Carlos Sainz, un contrato millonario que puede acabar con su carrera: «Sólo queda apretar los dientes»

El madrileño se marchó decepcionado de Zandvoort, sobre todo, después de haber prolongado un contrato días antes confiando en el buen hacer de los ingenieros de Williams

Carlos Sainz ha ingresado, por ahora y a falta de que lo Aston Martin haga con Fernando Alonso, en el Top 5 de mejores pagados de la parrilla tras su renovación con Williams la semana pasada.

Si en estos dos primeros años en la escudería británica ha estado cobrando 20 millones de euros por temporada, ahora pasará a recibir 30, que es lo mismo que cobra Lando Norris en McLaren.

Por delante y a expensas de lo que firme su compatriota, sólo tendrá a Russell (34), Leclerc (40), Hamilton (60) y Verstappen (70).

Sin embargo, este contrato multianual y millonario que ha firmado podría acabar con su prestigiosa carrera. Y es que el caché que alcanzado por el madrileño en Ferrari, poco a poco, se podría ir deteriorando con el paso del tiempo si con Williams no consigue remontar el vuelo. Y él lo sabe.

Por eso, su renovación no se ha firmado a la ligera, sino con meditación y con letra pequeña: «He pasado los últimos meses intentando entender junto al equipo qué ha ocurrido para llegar a la situación en la que estamos hoy. Obviamente es una decepción para todos los involucrados en este proyecto que, probablemente, ahora se ha retrasado en cuanto al tiempo que nos llevará volver a estar arriba».

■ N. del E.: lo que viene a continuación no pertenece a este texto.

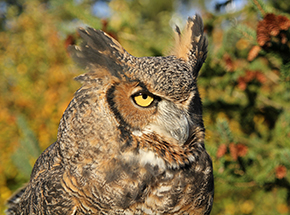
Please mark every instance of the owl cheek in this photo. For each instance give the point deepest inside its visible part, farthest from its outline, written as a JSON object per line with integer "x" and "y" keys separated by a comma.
{"x": 126, "y": 112}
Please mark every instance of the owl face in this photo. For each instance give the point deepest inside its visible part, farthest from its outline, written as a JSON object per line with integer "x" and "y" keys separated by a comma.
{"x": 153, "y": 99}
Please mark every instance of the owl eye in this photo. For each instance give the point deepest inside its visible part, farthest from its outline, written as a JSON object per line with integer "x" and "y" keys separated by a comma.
{"x": 143, "y": 99}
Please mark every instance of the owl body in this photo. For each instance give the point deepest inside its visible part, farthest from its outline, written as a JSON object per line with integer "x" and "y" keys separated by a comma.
{"x": 132, "y": 139}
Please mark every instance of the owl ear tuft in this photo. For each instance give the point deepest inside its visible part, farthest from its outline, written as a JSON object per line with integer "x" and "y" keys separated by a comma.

En este mismo sentido, subrayó el día de su última firma su mejor condición como profesional: «No creo que forme parte de mi carácter ni de mi forma de ser saltar de un barco cuando la situación está en su peor momento y en la primera oportunidad posible. Hace dos años le dije a todo el mundo lo comprometido que estaba con este proyecto y lo ilusionado que estaba. Mi prioridad siempre ha sido Williams. Quiero estar aquí a largo plazo».

No obstante y según desveló La Razón, el madrileño ha incluido una cláusula escapatoria en su contrato para, si finalmente Williams no consigue el rendimiento deseado, poder salir de la fábrica en busca de nuevos retos.

En un principio, el contrato ata a Carlos Sainz con Williams hasta finales de 2028, pero si la situación no mejora el próximo curso, tendría en su mano el abandonar al término del curso.

Carlos Sainz acaba decepcionado en Zandvoort y con aviso a navegantes

El Gran Premio de Países Bajos fue desastroso para Williams, incluso pudo acabar en desgracia a última hora cuando Sainz tocó a su compañero Albon en plena carrera. Y seguramente Sainz se marcharía a la cama pensando si habría tomado la decisión correcta al renovar o no, porque las cosas no mejoran, sino empeoran.

«Si miras las últimas cinco carreras, hemos estado ahí durante las últimas cinco carreras. Es donde estamos». Con esta frase lapidaria resumió el calvario que lleva viviendo en los últimos meses. «Ha sido un fin de semana muy complicado por mi parte con la consistencia de las piezas, que no me ha permitido configurar correctamente el coche para la carrera. Tenemos que aprender de ello. Habrá algunos datos interesantes que analizar como equipo con los problemas que he tenido. A nivel personal no hay mucho positivo», sentenció en Zandvoort.

Sainz se pone como objetivos Monza y Madrid

No para ganar o sumar, sino para tratar de cambiar su monoplaza al completo. Así se lo ha planteado Carlos Sainz a su equipo. El madrileño quiere que los dos próximos certámenes sirvan de probaturas y ensayos para intentar dar en la tecla deseada.

O lo que es lo mismo, quiere tener en Bakú un monoplaza que le permita recuperar la ilusión y la posición merecida, al menos, en la parrilla de salida.

Para Monza y Madrid, el 4-6 y 11-13 de septiembre respectivamente, tiene claro cuál debe ser su plan: «Nada más que apretar los dientes, creo que lo que tenemos que hacer es utilizar estas dos últimas carreras antes del upgrade para probar cosas quizá un poco fuera de nuestra zona de confort como equipo. Encontrar cosas o probar cosas que igual no nos interesaría probar normalmente, entenderlas y luego, cuando llegue el momento del upgrade, ojalá podamos estar un poco más cerca y podamos divertirnos un poco más luchando con los de delante».

Y es que, sin ir más lejos, en la última ‘Qualy’ tuvo un contratiempo que les obliga a trabajar duro estas dos semanas que hay entre certamen y certamen para que no les vuelva a ocurrir: «Me he quedado sin batería y he perdido una décima que me ha costado pasar a la Q2».